Eric found himself staring at her as she walked in front of him across the highway, the muscles in her back and butt contracting pleasantly at each stride, and even though she was narrow-hipped, she still had a slight side to side sway.

“Stop it, Eric,” he said. “She’s young enough to be your great-granddaughter.” Then to her, he said, “You know, some of the young men I’m traveling with have dreams about you. Maybe you ought to not be such a stranger.” She didn’t even look back. He’d been talking to her the whole walk. No one in camp appeared to be awake yet. Fifty yards from the sleeping men, she stopped, facing Eric. He thought he might have a few dreams about her himself. “I’d invite you for breakfast, but I think you need a coat.”

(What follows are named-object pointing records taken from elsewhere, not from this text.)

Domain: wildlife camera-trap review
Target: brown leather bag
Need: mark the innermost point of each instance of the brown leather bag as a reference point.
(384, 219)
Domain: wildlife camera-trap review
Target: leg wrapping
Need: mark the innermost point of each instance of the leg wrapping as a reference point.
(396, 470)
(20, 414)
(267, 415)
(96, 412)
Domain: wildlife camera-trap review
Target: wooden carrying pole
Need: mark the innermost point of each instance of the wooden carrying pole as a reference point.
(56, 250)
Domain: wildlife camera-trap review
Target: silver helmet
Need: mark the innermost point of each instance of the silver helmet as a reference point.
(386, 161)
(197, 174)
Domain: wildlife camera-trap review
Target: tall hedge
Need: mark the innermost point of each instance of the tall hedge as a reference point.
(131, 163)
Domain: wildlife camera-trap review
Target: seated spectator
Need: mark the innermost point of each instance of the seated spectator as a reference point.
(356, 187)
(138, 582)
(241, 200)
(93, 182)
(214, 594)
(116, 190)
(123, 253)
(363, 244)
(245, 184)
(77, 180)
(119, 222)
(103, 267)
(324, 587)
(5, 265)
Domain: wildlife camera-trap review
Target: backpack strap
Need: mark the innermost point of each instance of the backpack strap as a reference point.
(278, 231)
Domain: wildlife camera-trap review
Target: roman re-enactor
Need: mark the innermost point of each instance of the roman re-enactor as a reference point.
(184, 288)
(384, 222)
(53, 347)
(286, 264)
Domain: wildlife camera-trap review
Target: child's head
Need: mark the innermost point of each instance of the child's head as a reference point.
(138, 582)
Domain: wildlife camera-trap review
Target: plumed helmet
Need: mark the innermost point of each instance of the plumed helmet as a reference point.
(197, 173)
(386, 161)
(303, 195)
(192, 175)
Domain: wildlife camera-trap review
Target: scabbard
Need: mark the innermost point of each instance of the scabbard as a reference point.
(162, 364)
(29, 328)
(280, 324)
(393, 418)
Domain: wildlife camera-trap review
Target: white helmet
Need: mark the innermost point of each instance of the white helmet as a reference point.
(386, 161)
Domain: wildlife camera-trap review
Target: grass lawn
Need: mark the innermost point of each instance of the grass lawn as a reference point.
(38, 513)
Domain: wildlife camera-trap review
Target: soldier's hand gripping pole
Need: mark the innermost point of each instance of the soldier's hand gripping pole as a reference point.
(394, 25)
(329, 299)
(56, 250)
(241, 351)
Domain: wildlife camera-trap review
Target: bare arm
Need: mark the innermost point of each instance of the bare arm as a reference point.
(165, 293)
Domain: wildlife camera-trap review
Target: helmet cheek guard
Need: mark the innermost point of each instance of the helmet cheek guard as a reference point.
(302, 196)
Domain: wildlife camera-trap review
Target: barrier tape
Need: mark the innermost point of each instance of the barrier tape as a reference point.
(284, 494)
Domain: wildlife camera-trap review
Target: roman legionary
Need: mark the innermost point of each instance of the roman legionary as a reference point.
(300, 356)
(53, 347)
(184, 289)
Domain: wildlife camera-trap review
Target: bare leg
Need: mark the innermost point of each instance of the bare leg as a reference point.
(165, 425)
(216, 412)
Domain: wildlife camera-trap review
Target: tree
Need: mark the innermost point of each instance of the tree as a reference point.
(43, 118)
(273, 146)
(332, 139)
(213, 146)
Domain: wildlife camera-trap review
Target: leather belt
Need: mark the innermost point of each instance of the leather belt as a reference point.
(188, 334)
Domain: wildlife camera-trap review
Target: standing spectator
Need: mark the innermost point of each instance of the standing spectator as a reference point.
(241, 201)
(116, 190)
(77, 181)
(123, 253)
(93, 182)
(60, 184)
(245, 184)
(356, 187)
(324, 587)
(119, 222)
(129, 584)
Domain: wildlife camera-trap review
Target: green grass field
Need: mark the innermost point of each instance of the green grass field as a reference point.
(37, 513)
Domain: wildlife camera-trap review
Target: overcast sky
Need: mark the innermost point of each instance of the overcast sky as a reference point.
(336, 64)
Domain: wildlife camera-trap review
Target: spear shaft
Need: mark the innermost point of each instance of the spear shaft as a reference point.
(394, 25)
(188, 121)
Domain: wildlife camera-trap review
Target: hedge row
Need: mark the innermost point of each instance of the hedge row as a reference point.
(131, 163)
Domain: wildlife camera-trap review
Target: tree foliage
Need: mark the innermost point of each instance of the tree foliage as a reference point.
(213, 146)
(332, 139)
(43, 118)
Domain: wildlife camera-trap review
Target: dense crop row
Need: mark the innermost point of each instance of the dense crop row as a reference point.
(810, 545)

Impassive, she looked at him, and he could tell now, peering through the white powder that covered her face, that her eyes were brown. He wanted to shake her hand, or hug her, but he was sure she would run away, and now he didn’t want this odd meeting to end. “You’ll have to fix the clock yourself the next time,” he said.

The woman reached out and held his wrist. Shocked, Eric flinched but didn’t pull away. She pressed his hand against his chest, then pulled it to her breast, holding it palm flat to her. She said, slowly and distinctly in a low, throaty voice, another reminder of Leda, “Don’t tell them where we live.” Then she let go and ran across the road. Eric stood for a long time watching the last place he’d seen the Earth Dancer. Finally he walked into the camp, trying to decide what he could tell them of the night. Before he bent over to shake Teach awake, he realized he could still feel the shape of her breast in his hand.

After a breakfast of strong herb tea and hard bread, where Eric told the party almost nothing of his evening, Teach pulled him aside.

“You got some secrets last night, that’s obvious, but maybe you can tell me something about this.” He took Eric to a spot outside the camp where a blanket lay on the ground. “We covered it up so the wind wouldn’t get at it.”

He pulled the blanket away. “It’s what the Earth Dancer woman was drawing in the dirt before you went with her. Does it mean anything to you?”

Eric rubbed his throat, and an almost religious ecstasy filled him. The world is a magical stage, he thought; she did choose me. She knew who I was. The drawing, sketched in the dirt she had smoothed so carefully, was a noose.

Chapter Twelve

HIS FOOTSTEPS

No breath! Eric opened his mouth wide—his jaw pressed against the rope buried in his neck, but no air came in. Pressure pulsed in his forehead and droned in his ears.

He thought, I don’t have to die. He pointed his toes and felt beneath him for the stool. Darkness hid it. He was blind. If I catch it with my foot, I can tip it up or maybe stand on it. His foot bumped something and he stretched, but he couldn’t find it again. I’m spinning or swinging, he thought. Reach! Take the weight off the rope. Breathe! His tongue filled his mouth. Time slowed. His hands clenched in fists behind his back, firmly tied. He opened them—felt his fingertips press together. Consciousness divided. A part concentrated on the sensations: rope, choking, dangling; a part separated and saw him twisting above the floor, and a part went back to his fingers touching behind his back so much like prayer. Dad used to take him to church every Sunday when he was little. He kicked his feet, weaker now.